Since July is ESG month with myriad ESG bills before Congress, Congresswoman Maxine Waters (D-CA), the top Democrat on the House Financial Services Committee, hosted a roundtable this afternoon to discuss the importance of empowering shareholders and stakeholders to better engage companies that they invest in, the importance of the SEC’s climate risk disclosure rule, the need to advance other ESG disclosures, and the importance of protecting the independence of (and promoting competition among) the proxy advisors.
It is a privilege to have been invited to contribute to the Roundtable on Empowering Shareholders and Stakeholders and the Importance of ESG Disclosures by sharing our work and my research. Please find my opening statement below.
Thank you to Congresswoman Waters and other members of the Committee for the opportunity to speak with you today on a topic of utmost importance: the freedom to do responsible investing.
It is an honor to be here. My name is Bhakti Mirchandani. I am Managing Director of Responsible Investing at Trinity Church Wall Street, where George Washington prayed. And I teach at Columbia University.
Trinity Church Wall Street is an Episcopal Church in New York that invests approximately half of its portfolio in a diversified pool of external asset managers and the remainder in Manhattan real estate.
First, what is responsible investing? It is sustainable investing plus encouraging others to invest sustainably and sharing how.
Over 90% of our assets explicitly use at least one form of responsible investing: strategic engagement is the most common, followed by ESG integration. Apart from our $100 million allocation to mission investing, we chose each and every manager with the goal of maintaining or increasing purchasing power so that Trinity’s ministries and programs can continue for generations. Responsible investing does not compromise our returns, and we appreciate having the freedom to use it.
We take a 3-pronged approach to responsible investing: (i) we take a manager baseline and screen for the future using our 3-pillar framework; (ii) we strengthen and support manager transitions to sustainability and inclusion; and (iii) we directly engage with or exclude companies based on a narrow set of racial justice issues.

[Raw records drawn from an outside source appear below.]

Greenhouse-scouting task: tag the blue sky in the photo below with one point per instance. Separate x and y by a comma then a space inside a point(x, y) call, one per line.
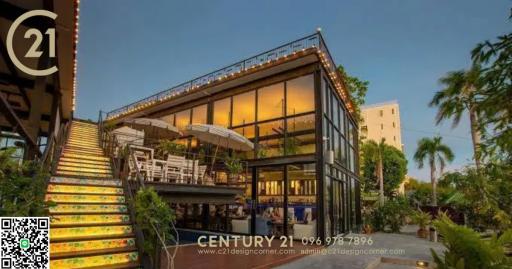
point(131, 49)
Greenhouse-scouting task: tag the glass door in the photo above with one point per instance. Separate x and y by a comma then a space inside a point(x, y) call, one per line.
point(270, 208)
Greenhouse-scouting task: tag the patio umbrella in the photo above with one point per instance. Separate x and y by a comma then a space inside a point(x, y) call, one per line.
point(219, 136)
point(154, 128)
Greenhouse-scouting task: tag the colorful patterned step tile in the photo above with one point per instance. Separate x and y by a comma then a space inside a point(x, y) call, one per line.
point(80, 169)
point(70, 159)
point(89, 219)
point(84, 198)
point(87, 181)
point(80, 208)
point(82, 174)
point(101, 260)
point(86, 147)
point(92, 144)
point(81, 156)
point(76, 246)
point(105, 165)
point(84, 189)
point(85, 232)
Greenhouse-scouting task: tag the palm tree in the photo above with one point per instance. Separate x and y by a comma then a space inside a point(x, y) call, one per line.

(i) To screen managers for sustainability, we use a 20-factor framework that rolls into three pillars: portfolio sustainability, manager sustainability, and diversity, equity and inclusion or DEI. We collect information through conversations with investment team leaders at our managers and we score each factor between zero and one.

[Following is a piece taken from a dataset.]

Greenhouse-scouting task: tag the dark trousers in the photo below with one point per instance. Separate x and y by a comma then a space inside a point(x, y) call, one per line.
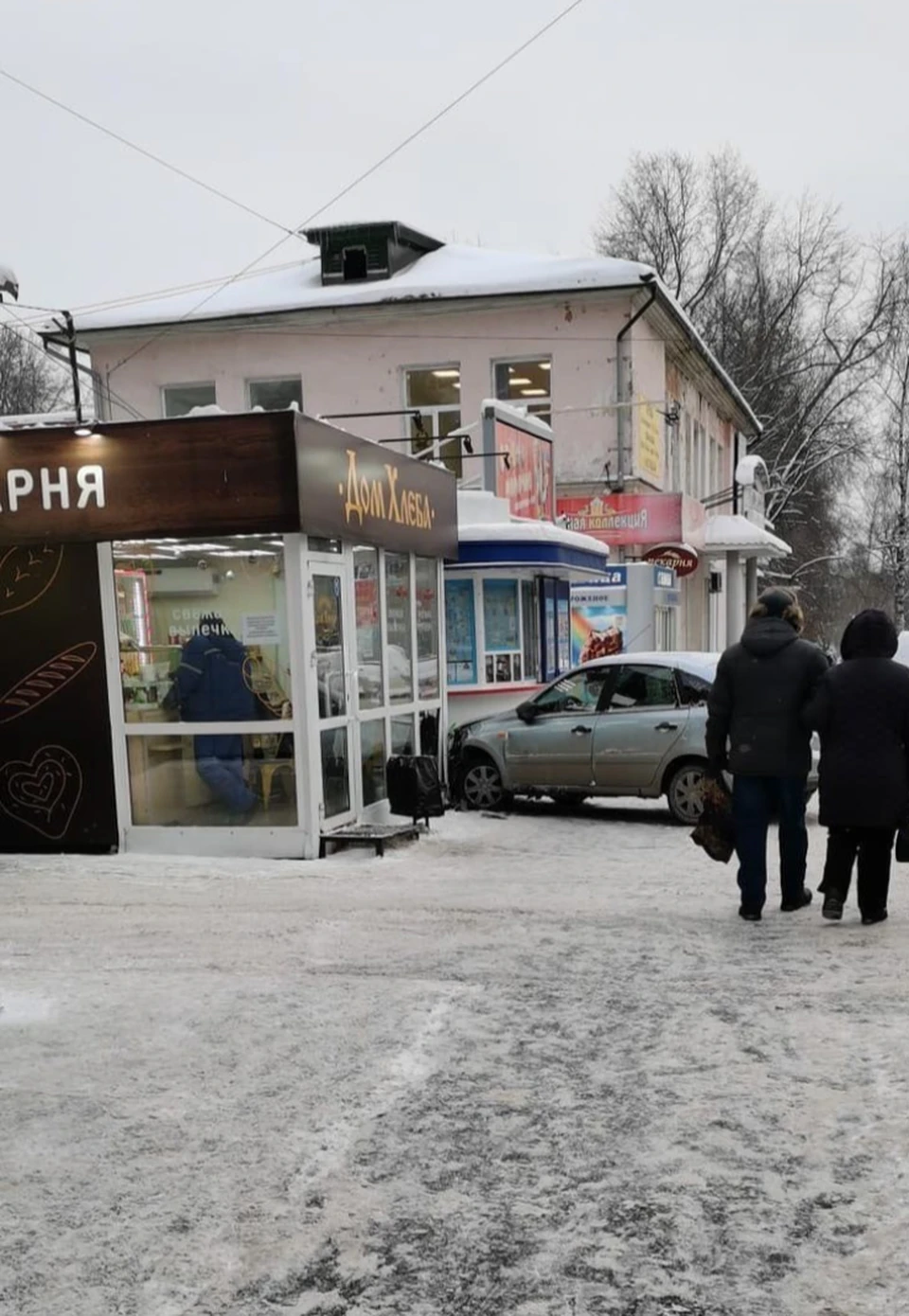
point(757, 800)
point(874, 846)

Both sustainable accounting standards board (SASB) standards and academic research influence our underwriting. We use SASB and its successor organization the International Sustainability Standards Board (ISSB) for their focus on “single materiality” or the ESG information that drives valuation and matters to investors. This is consistent with the SEC, which also focuses on single materiality.
There is a direct line between our transparency, business ethics, and DEI underwriting and SASB. We also use SASB to underwrite tenants in our real estate portfolio.
We underwrite the rate of sustainability improvements because research shows that sustainability improvements drive valuation premiums. We work with our managers on governance because research shows that a handful of ESG issues, like labor standards and business ethics are universally material.
(ii) We seek to meet managers where they are and serve as a thought partner and resource as they build capacity for responsible investing authentically. This means custom-tailored support for most of our portfolio, ranging from creating sustainability primers to crafting sustainability metrics. Also, each year we share best practices across the portfolio: DEI in 2021, climate in 2022, and governance this year.
Since climate is central to the hearings, I note that our managers range from risk management through climate-based exclusions and position-sizing to investing in climate solutions. Similarly, executive suites range from acknowledging and managing physical and transition risks to pursuing climate-related opportunities.
This work makes our portfolio more sustainable. We have found that the asset owner-asset manager dialogue is the fulcrum of the investment value chain and that together with our managers we can build more sustainable portfolios that also meet our investment objectives. According to research, strategic engagement is the most effective form of sustainable investing in terms of making an impact, and the only way for universal owner to increase returns is to improve the overall quality of companies market-wide. We appreciate the freedom to make strategic engagement central to our approach.
Beyond our portfolio, my colleague Sophia Tsai and I cofounded Institutional Allocators for Diversity Equity and Inclusion (IADEI) with Rob Rahbari and Stephanie Westen from the University of Rochester. IADEI is a consortium of 700 institutional allocators that maintains the largest open-source list of diverse managers on the Clade platform, organizes bimonthly diverse manager pitch sessions, runs a DEI and investing fellowship program, and published 14 articles on DEI and investing—all of this in less than 3 years with 100% volunteers. 700 senior institutional investment professionals see sufficient value in DEI to spend nights and weekends on this work.
Our third prong addresses any significant misalignment with Trinity’s core value of social justice on a narrow set of issues, including private prisons and guns.
I’m happy to discuss any of this further during the Q&A session.